The nature of that particular beast meant McCaw was unable to fully appreciate his time with the All Blacks after the 2007 World Cup failure, a fact he admitted on the eve of today's clash in La Plata. On reflection, a rarity for McCaw, he realised his one-track mind in the wake of the 2007 tournament restricted his enjoyment.
That all changed on a magical night at Eden Park and McCaw revealed a victory in that game allowed him a better opportunity to relish matches that would follow.
"Looking back, after the 2007 World Cup, you put a lot of pressure on yourself and the team because we'd tripped up there," he said. "You didn't really enjoy what you did every day - you were focused on something down the track. You'd get closer and closer to that goal without actually recognising sometimes what you were doing right then. So you look back and think, perhaps I should have enjoyed those performances and games in those years, instead of always moving onto the next thing.
When you get to my stage of career, you realise you've got to make the most of every time you get a chance to play, because they start running out.
"Since 2011, you've had a bit more of a chance to acknowledge what you do each week. Perhaps in that period I got a little bit lopsided on where my focus was."
It wasn't necessarily a regret - McCaw had few and he wouldn't necessarily do anything differently - after all, that singular focus worked well in the end. As he approaches the twilight of his time in black which could end after next year's World Cup, the 33-year-old is ensuring he lives in the now rather than thinking any further ahead.

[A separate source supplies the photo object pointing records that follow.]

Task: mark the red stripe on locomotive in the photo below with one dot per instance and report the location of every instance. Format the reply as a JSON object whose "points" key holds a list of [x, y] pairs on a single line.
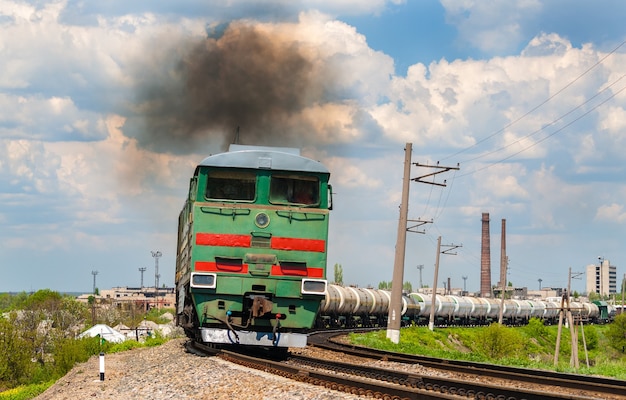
{"points": [[298, 244], [277, 243], [208, 266], [222, 239], [295, 271]]}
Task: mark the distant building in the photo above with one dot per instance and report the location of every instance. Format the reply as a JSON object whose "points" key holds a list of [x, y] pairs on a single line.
{"points": [[602, 278], [145, 297]]}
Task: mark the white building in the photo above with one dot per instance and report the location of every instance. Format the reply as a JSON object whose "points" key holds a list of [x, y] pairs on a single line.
{"points": [[602, 278]]}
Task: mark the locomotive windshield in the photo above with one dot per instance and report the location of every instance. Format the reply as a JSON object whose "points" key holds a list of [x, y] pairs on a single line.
{"points": [[231, 185], [294, 190]]}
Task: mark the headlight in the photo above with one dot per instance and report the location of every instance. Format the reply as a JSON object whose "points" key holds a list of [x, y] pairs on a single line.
{"points": [[203, 280], [262, 220]]}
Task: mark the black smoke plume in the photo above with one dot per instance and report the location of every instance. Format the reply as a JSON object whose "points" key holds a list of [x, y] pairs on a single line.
{"points": [[246, 77]]}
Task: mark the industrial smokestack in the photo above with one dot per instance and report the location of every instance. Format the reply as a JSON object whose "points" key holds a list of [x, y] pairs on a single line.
{"points": [[485, 259], [503, 256]]}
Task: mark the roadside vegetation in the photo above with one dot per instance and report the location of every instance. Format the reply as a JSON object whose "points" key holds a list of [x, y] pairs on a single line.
{"points": [[530, 346], [38, 338]]}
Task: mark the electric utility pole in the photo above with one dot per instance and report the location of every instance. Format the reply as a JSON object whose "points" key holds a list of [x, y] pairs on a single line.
{"points": [[395, 306], [433, 301]]}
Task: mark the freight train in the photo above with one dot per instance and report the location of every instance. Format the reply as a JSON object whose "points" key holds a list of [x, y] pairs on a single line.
{"points": [[352, 306], [252, 245]]}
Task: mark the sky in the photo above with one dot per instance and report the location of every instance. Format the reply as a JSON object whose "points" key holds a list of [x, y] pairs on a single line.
{"points": [[107, 107]]}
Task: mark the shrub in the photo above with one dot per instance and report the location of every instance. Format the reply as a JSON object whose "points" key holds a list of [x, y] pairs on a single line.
{"points": [[617, 333], [497, 342]]}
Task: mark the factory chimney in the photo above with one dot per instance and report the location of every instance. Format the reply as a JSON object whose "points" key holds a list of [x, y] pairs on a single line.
{"points": [[485, 259]]}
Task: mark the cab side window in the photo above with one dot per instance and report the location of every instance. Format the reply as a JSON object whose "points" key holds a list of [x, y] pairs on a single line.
{"points": [[294, 190]]}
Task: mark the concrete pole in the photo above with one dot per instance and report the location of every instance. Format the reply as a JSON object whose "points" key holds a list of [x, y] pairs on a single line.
{"points": [[395, 307], [433, 301]]}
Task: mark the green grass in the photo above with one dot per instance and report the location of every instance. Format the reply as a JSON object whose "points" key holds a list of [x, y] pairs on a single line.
{"points": [[25, 392], [531, 346]]}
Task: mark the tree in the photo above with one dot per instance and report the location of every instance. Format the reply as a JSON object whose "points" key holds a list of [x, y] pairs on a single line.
{"points": [[15, 352], [617, 333], [338, 274]]}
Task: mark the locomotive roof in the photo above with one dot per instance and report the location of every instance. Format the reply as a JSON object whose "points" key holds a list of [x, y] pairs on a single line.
{"points": [[256, 157]]}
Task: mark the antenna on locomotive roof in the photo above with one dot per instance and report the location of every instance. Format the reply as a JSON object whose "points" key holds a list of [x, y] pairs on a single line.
{"points": [[236, 141]]}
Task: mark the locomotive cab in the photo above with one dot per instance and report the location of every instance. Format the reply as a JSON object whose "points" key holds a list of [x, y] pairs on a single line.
{"points": [[251, 260]]}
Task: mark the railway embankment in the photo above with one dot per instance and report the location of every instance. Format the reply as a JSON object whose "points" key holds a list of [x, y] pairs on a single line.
{"points": [[169, 372]]}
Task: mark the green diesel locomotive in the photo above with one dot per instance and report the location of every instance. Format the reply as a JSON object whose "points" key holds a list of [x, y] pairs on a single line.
{"points": [[252, 241]]}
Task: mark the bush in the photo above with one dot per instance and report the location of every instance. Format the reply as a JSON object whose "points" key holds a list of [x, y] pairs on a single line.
{"points": [[67, 352], [497, 341], [25, 392], [15, 353], [617, 333]]}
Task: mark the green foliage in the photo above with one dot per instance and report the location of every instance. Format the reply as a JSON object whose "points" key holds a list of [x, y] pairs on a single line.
{"points": [[536, 328], [538, 350], [67, 352], [617, 333], [15, 353], [25, 392], [498, 342], [156, 315], [12, 301]]}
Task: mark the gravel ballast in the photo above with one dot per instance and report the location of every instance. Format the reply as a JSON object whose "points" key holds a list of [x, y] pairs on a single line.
{"points": [[169, 372]]}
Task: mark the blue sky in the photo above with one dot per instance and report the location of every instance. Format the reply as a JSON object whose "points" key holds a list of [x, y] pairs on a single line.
{"points": [[105, 108]]}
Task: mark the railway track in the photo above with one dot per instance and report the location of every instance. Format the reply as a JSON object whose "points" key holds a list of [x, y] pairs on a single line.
{"points": [[590, 386], [388, 383]]}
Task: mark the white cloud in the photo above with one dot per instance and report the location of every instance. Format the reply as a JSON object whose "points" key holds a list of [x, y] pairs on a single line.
{"points": [[611, 213]]}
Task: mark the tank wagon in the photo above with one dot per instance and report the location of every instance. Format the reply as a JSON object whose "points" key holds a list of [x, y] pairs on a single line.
{"points": [[252, 243], [348, 306]]}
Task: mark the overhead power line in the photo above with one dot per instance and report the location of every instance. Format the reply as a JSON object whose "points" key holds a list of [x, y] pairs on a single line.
{"points": [[503, 129]]}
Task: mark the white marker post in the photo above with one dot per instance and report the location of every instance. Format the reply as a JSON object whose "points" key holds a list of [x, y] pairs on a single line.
{"points": [[101, 367]]}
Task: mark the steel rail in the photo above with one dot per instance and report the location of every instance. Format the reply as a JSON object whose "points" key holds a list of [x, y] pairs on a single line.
{"points": [[541, 377]]}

"When you get to my stage of career, you realise you've got to make the most of every time you get a chance to play, because they start running out," he said. "I don't see it like [a job] - I see it as a privilege. We're just lucky to get rewarded to do what we love. That's something you keep reminding yourself, that to be in a position to do that you're pretty lucky."
McCaw said the three years since the World Cup win had "gone in a flash", acknowledging much has changed when comparing the mood within the All Blacks, 12 months from the title defence in England, to what it was in 2010.

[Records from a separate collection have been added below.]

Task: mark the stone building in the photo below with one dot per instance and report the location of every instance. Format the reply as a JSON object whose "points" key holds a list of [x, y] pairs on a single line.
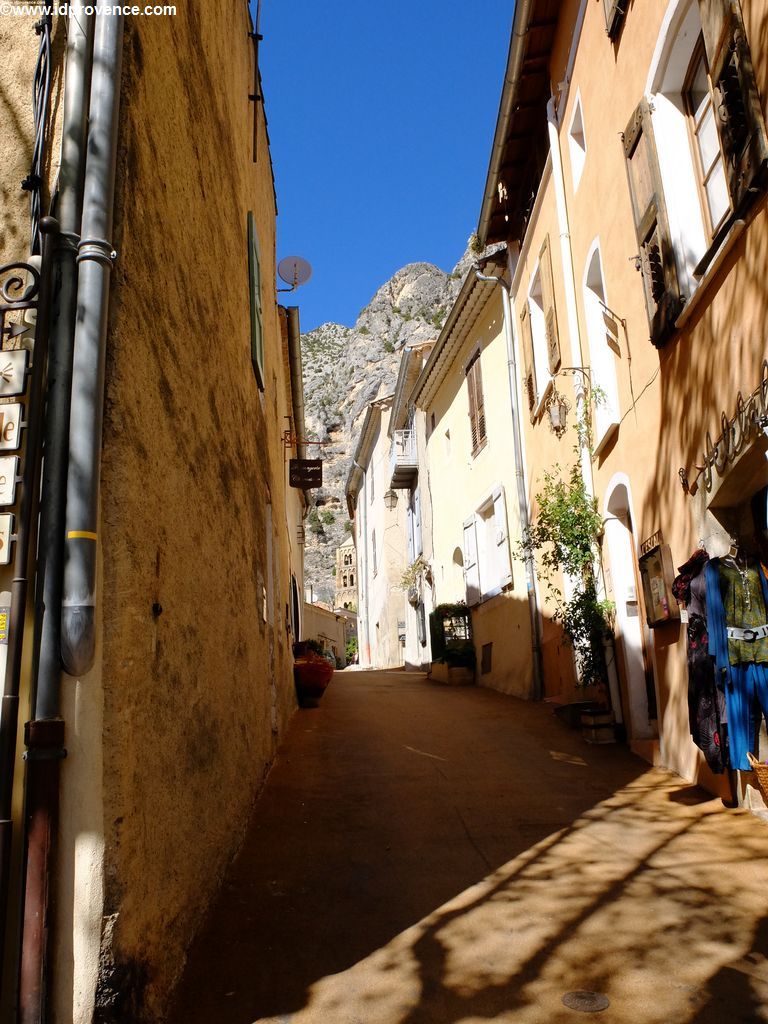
{"points": [[628, 182], [346, 572], [183, 566]]}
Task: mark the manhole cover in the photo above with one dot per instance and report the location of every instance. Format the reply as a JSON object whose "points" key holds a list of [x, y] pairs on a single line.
{"points": [[588, 1003]]}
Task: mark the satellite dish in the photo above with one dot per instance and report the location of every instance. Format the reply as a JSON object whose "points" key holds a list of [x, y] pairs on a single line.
{"points": [[294, 270]]}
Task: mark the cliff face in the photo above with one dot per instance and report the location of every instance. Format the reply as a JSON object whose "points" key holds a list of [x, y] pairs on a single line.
{"points": [[347, 368]]}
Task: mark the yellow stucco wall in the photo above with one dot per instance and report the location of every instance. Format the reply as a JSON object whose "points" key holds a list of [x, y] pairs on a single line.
{"points": [[194, 492], [328, 628], [172, 732], [460, 482], [668, 399]]}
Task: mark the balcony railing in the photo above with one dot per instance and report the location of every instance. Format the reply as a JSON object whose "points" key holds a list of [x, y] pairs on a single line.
{"points": [[403, 464]]}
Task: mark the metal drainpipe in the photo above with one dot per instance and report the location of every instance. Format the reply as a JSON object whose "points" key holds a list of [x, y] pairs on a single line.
{"points": [[44, 734], [569, 284], [27, 497], [94, 258], [297, 385], [522, 500]]}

"There isn't that big elephant. I guess the first couple of years after the World Cup, you've been able to park all that and not be constantly reminded about the World Cup and forget about everything else.
"I think next year, as it gets closer, there will be more and more talk and I'd like to think the intensity and preparation will be exactly the same, if not better."
By then, McCaw would have moved past Meads.
"I haven't got too carried away thinking about it. It's a pretty cool achievement to equal Sir Colin but, if you get worried about that, you forget about what you have to do each time you go on the field. I've always been big on making sure each time you get out there you go and perform and enjoy doing it. I still enjoy it as much as I did when I started."